Hohenmemmingen Viel Lob für den umgestalteten Friedhof

Der Friedhof in Hohenmemmingen präsentiert sich nach der Sanierung in einem sehr guten Zustand.
Der Friedhof in Hohenmemmingen präsentiert sich nach der Sanierung in einem sehr guten Zustand. © Foto: Marc Hosinner
Hohenmemmingen / Marc Hosinner 10.07.2018
Die umfangreichen Arbeiten an der Ruhestätte in Hohenmemmingen sind abgeschlossen. Stolperfallen gehören damit der Vergangenheit an. Jetzt kommen auch die Neupflanzungen zur Geltung.

Montagmorgen um kurz vor 11 Uhr auf dem Friedhof in Hohenmemmingen: Es herrscht reger Betrieb, einige Bürger sind – angesichts des Wetters kaum verwunderlich – mit Gieskannen unterwegs. „Wir haben jetzt wirklich einen schönen Friedhof“, sagt eine Dame, als sie Michael Fedchenheuer, bei der Stadt für Grünflächen und Friedhöfe verantwortlich, entdeckt. Den freut das Lob natürlich. Das sei kein Einzelfall.

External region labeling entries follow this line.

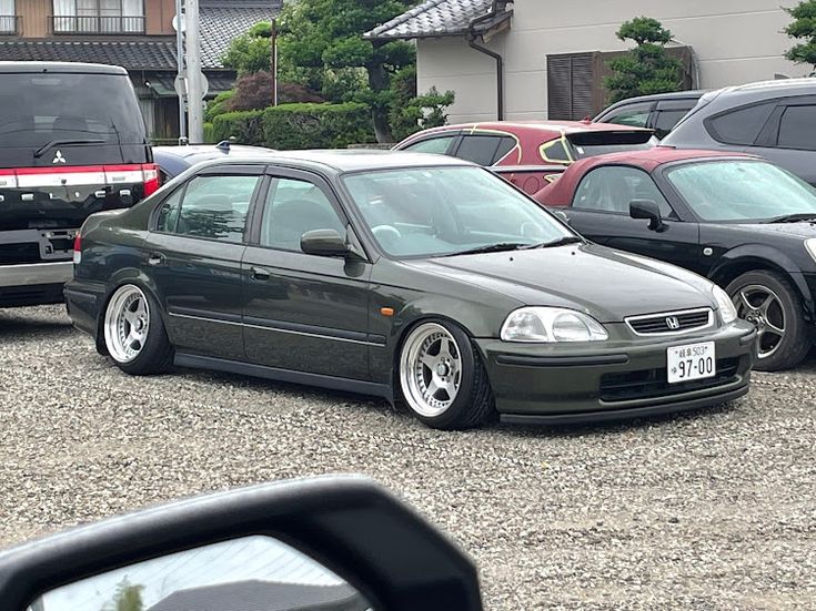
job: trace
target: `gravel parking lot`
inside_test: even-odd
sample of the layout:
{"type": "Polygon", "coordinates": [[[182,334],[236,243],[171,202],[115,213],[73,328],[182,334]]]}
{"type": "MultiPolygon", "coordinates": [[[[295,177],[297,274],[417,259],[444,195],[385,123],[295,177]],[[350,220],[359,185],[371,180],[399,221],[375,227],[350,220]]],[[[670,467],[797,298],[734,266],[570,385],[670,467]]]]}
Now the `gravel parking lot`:
{"type": "Polygon", "coordinates": [[[0,546],[179,496],[367,473],[477,561],[488,609],[816,608],[816,364],[729,407],[430,430],[250,378],[129,378],[61,307],[0,310],[0,546]]]}

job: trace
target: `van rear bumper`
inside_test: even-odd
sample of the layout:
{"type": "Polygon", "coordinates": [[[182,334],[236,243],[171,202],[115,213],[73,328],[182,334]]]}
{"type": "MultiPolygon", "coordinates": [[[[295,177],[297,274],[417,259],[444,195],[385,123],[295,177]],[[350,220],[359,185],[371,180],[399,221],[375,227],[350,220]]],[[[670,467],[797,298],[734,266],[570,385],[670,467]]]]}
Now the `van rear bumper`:
{"type": "Polygon", "coordinates": [[[73,263],[0,265],[0,307],[62,303],[62,287],[73,276],[73,263]]]}

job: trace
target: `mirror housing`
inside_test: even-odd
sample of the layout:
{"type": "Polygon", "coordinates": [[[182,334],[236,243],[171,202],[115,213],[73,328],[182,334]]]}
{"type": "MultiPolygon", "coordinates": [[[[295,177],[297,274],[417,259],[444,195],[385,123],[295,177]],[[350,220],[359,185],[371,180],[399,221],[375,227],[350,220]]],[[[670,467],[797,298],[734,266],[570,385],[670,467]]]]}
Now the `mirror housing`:
{"type": "Polygon", "coordinates": [[[472,561],[374,481],[324,476],[219,492],[0,552],[3,611],[59,587],[175,552],[268,536],[313,558],[374,609],[481,611],[472,561]]]}
{"type": "Polygon", "coordinates": [[[351,248],[334,230],[313,230],[301,236],[301,251],[316,256],[346,256],[351,248]]]}
{"type": "Polygon", "coordinates": [[[662,233],[668,228],[661,217],[661,208],[653,200],[632,200],[629,202],[629,216],[632,218],[645,218],[648,228],[662,233]]]}

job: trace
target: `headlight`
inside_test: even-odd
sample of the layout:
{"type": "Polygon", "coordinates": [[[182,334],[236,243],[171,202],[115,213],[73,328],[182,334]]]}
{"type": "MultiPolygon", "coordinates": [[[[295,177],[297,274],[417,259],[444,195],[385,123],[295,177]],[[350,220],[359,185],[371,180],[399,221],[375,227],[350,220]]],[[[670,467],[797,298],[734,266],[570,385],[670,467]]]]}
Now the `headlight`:
{"type": "Polygon", "coordinates": [[[503,342],[600,342],[610,336],[592,316],[561,307],[522,307],[502,325],[503,342]]]}
{"type": "Polygon", "coordinates": [[[717,302],[723,323],[727,325],[736,320],[737,308],[734,307],[734,303],[728,297],[728,294],[716,285],[712,287],[712,293],[714,293],[714,299],[717,302]]]}

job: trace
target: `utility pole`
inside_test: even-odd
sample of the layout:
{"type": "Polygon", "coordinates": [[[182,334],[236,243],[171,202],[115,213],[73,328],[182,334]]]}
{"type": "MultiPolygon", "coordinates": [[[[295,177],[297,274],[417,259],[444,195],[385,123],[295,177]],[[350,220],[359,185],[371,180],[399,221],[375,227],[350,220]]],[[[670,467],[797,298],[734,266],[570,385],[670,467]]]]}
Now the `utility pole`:
{"type": "Polygon", "coordinates": [[[184,0],[187,24],[187,100],[190,142],[204,141],[204,83],[199,41],[199,0],[184,0]]]}
{"type": "MultiPolygon", "coordinates": [[[[181,0],[175,0],[175,61],[178,63],[177,82],[184,79],[184,14],[182,13],[181,0]]],[[[177,93],[179,93],[177,91],[177,93]]],[[[179,94],[179,143],[187,141],[187,104],[184,95],[179,94]]]]}
{"type": "Polygon", "coordinates": [[[272,105],[278,105],[278,20],[272,20],[270,72],[272,72],[272,105]]]}

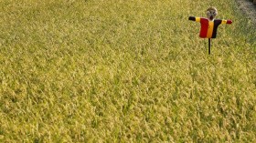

In Bezug auf den Friedhof im östlichen Teilort sind solche Worte aber neu. Bevor die Sanierung gestartet worden war, wurde mit Kritik nicht gegeizt. Von Stolperfallen, von zu viel Unkraut und einem nicht ansehnlichen Allgemeinzustand war beispielsweise die Rede. Die Zeiten sind definitiv vorbei.

Neue Wege, neue Wasserleitungen, ein zentraler Platz im hinteren Teil des Areals und eine neue Hecke – in Hohenmemmingen wurde vieles in Angriff genommen, nachdem der Gemeinderat sich vor Jahresfrist für eine Komplettsanierung entschieden und 116 000 Euro bereit gestellt hatte.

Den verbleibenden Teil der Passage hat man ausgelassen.